Synechocystis sp. PCC 6803 has been used as a model to increase cyanobacterial energy yields through genetic engineering by the following manipulations: broadening the range of photosynthetic light absorption, altering antenna size in photosystem II, increasing bicarbonate uptake, modifying the Rubisco enzyme to increase carbon fixation, and introduction of biofuel producing metabolic pathways. It is not yet clear whether cyanobacterial biofuels will be a viable future alternative to non-renewable fossil fuels.

==Databases==
- SynechoNET: integrated protein-protein interaction database of a model cyanobacterium Synechocystis sp. PCC 6803. SynechoNET is a specialized cyanobacterial protein-protein interaction database. It shows feasible cyanobacterial domain-domain interactions, as well as their protein level interactions using the model cyanobacterium, Synechocystis sp. PCC 6803. Additionally, SynechoNET provides transmembrane topology and domain information, as well as interaction networks in graphical web interfaces.
- CyanoBase: Cyanobacteria carry a complete set of genes for oxygenic photosynthesis, which is the most fundamental life process on Earth. This organism is also interesting from an evolutionary viewpoint, for it arose in a very ancient age and has survived in various environments. The algal and land plant chloroplast evolved from cyanobacterial ancestors which developed an endosymbiotic relationship with a eukaryotic host cell. CyanoBase provides an easy way of accessing the sequences and all-inclusive annotation data on the structures of the cyanobacterial genomes. This database was originally developed by Makoto Hirosawa, Takakazu Kaneko and Satoshi Tabata, and the current version of CyanoBase has been developed and maintained by Yasukazu Nakamura, Takakazu Kaneko, and Satoshi Tabata at Kazusa DNA Research Institute.
- STRING: STRING is a database of known and predicted protein-protein interactions. The interactions include direct (physical) and indirect (functional) associations; they are derived from four sources: Genomic Context, High-throughput Experiments, (Conserved) Coexpression, and Previous Knowledge. The database currently contains 1,513,782 proteins in 373 species. Especially, the database provides interactions for Synechocystis sp. PCC 6803.
- cTFbase: cTFbase contains 1288 putative transcription factors (TFs) identified from 21 fully sequenced cyanobacterial genomes. Through its user-friendly interactive interface, users can employ various criteria to retrieve all TF sequences and their detailed annotation information, including sequence features, domain architecture and sequence similarity against the linked databases. Furthermore, cTFbase also provides phylogenetic trees of individual TF family, multiple sequence alignments of the DNA-binding domain and ortholog identification from any selected genomes.

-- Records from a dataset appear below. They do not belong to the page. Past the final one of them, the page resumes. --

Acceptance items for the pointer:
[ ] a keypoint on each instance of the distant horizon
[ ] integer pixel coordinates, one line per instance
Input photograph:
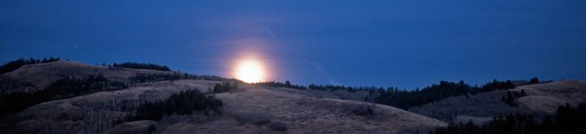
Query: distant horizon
(296, 83)
(386, 43)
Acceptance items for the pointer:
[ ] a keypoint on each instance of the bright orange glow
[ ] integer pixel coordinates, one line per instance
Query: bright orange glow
(250, 71)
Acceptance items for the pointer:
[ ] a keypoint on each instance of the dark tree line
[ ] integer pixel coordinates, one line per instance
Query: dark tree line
(567, 120)
(135, 65)
(64, 87)
(405, 99)
(182, 103)
(142, 77)
(511, 96)
(13, 65)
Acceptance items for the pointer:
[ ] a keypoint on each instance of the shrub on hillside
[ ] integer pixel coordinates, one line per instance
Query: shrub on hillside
(13, 65)
(135, 65)
(567, 120)
(182, 103)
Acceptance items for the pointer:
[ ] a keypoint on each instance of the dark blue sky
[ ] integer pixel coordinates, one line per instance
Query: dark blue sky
(403, 43)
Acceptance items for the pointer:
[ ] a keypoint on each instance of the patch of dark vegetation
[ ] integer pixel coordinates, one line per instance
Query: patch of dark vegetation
(65, 87)
(534, 80)
(135, 65)
(511, 96)
(256, 118)
(280, 84)
(405, 99)
(567, 120)
(364, 110)
(224, 87)
(182, 103)
(13, 65)
(142, 77)
(278, 126)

- BiGG Models: The BiGG Models database provides a standardized platform for accessing genome-scale metabolic reconstructions, including iJN678. This model represents the metabolic network of the cyanobacterium Synechocystis sp. PCC 6803 and includes 678 genes associated with reactions involved in key processes such as photosynthesis, carbon fixation, and energy metabolism. It supports systems-level analysis of metabolic fluxes, enabling simulations of growth under varying environmental conditions, such as changes in carbon dioxide availability and light intensity, as well as gene essentiality analyses to identify pathways that optimize biomass production.